Without a protected liberty interest, strict scrutiny does not apply, Justice Roggensack noted. Thus, the statute is constitutional as applied to Jacob because it is rationally related to the legitimate legislative interest in “keeping an existing family unit intact” and “providing stability for the child,” the majority explained.
Chief Justice Shirley Abrahamson dissented, arguing that a “determination of whether a substantial parental relationship exists is a question of law for the court,” not the jury. The chief justice noted that section 48.415(6)(b) expressly requires “the court” to consider the factors in determining whether a substantial parental relationship exists. Thus, it was error for the circuit court to ask that question of the jury.
“The importance of faithfully adhering to the statutory language becomes clearer when the statute is examined in light of the fundamental constitutional rights affected in a termination of parental rights proceeding,” Chief Justice Abrahamson wrote.
Justice Ann Walsh Bradley (joined by Chief Justice Abrahamson) wrote a separate dissent, concluding that “Jacob has had a substantial relationship with his child.”
“Rather than asking whether a parent ‘has had’ a substantial parental relationship – as the statute directs – the majority asks whether there ‘is’ a substantial parental relationship,” Justice Bradley wrote. “As a result, the majority provides unclear guidance to fact-finders and undermines constitutional protections.”

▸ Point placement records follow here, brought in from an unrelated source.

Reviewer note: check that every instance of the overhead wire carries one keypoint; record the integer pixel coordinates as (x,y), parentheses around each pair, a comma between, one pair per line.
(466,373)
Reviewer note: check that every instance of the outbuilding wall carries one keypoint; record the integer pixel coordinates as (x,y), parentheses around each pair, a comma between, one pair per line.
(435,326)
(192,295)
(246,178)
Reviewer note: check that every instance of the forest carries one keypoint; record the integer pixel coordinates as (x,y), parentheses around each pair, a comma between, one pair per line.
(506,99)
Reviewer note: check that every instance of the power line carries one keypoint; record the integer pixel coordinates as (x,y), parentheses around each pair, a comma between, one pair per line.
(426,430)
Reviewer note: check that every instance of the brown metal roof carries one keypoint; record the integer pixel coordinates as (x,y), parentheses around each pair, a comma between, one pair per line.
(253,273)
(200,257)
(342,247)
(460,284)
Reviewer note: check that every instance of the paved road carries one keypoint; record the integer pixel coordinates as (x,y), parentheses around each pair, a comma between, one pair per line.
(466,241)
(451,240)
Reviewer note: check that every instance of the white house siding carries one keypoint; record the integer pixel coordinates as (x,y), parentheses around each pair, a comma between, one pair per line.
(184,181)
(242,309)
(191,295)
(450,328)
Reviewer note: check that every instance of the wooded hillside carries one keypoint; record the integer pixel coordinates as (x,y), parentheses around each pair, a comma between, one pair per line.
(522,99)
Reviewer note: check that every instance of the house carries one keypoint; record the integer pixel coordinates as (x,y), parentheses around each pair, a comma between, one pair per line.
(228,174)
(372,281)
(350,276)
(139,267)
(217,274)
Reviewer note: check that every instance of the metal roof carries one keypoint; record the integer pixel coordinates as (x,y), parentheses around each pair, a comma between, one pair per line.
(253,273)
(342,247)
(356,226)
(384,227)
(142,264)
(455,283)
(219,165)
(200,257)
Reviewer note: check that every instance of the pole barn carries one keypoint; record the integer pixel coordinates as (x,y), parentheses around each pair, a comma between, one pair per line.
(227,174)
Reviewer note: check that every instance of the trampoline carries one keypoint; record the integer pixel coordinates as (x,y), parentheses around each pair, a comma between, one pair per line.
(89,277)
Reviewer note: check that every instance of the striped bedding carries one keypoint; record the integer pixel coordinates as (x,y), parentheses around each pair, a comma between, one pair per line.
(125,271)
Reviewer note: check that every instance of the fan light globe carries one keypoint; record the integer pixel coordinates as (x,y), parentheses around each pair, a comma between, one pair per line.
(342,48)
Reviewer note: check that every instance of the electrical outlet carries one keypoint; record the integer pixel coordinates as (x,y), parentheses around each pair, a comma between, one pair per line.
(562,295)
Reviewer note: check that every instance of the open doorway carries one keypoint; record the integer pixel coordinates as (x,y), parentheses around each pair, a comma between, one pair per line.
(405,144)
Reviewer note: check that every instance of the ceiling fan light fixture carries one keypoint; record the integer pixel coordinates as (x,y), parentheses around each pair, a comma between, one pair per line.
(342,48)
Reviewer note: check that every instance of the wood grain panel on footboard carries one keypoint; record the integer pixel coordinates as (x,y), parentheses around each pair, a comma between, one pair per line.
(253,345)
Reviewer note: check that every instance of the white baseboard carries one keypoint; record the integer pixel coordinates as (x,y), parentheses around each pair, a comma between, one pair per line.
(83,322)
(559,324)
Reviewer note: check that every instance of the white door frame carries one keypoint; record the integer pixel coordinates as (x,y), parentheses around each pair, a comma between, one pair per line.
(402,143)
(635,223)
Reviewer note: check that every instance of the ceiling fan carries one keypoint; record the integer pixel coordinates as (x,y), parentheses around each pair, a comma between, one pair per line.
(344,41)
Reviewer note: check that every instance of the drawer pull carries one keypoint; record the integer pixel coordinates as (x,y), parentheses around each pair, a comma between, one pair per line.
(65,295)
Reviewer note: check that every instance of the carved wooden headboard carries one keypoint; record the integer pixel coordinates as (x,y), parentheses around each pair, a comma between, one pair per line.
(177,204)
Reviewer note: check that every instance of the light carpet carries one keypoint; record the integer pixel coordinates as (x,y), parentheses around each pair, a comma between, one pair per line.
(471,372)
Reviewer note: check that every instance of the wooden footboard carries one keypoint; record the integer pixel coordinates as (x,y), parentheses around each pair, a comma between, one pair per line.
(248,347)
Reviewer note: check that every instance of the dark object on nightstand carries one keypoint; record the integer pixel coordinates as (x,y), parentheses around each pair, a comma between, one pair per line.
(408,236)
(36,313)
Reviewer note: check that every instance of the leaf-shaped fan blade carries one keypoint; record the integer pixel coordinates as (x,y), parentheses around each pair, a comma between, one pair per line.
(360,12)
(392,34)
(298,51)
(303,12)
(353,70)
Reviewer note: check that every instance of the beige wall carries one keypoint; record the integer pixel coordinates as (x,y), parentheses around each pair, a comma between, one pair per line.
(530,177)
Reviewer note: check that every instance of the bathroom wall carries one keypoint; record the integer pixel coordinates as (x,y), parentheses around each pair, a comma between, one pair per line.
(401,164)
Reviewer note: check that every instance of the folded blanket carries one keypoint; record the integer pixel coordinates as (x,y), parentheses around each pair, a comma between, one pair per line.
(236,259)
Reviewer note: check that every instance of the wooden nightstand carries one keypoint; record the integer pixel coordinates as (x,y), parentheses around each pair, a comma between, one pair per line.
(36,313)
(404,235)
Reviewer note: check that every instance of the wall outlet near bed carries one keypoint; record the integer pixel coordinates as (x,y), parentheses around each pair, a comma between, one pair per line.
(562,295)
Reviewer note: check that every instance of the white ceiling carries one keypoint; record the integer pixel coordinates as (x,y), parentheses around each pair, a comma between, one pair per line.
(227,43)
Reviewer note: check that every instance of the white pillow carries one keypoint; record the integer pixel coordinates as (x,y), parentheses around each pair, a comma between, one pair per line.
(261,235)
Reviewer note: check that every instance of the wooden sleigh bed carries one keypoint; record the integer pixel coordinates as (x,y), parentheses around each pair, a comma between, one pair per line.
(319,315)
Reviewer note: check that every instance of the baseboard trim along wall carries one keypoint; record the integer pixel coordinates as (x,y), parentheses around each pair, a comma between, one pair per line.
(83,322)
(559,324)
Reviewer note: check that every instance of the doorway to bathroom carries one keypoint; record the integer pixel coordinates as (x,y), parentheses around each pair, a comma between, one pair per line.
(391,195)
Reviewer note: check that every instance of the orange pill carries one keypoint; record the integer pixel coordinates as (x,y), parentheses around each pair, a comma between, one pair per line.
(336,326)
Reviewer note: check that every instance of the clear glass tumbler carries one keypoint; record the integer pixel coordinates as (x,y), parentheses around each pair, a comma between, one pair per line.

Justice Bradley argued that Jacob assumed parental responsibility by providing support through the pregnancy and daily care and supervision when the child was an infant.
“Once a parent has assumed substantial parental relationship with the child, failure to maintain that parental relationship is not grounds for termination,” Justice Bradley wrote.
Assistant State Public Defender Eileen A. Hirsch represented the father, Jacob. Nathanial Curry of Kopp McKichen LLP, Platteville, represented the mother, Tammy. Ryan K. Dalton of McNamara, Reinicke & Vogelsberg LLP, Lancaster, filed a guardian ad litem brief.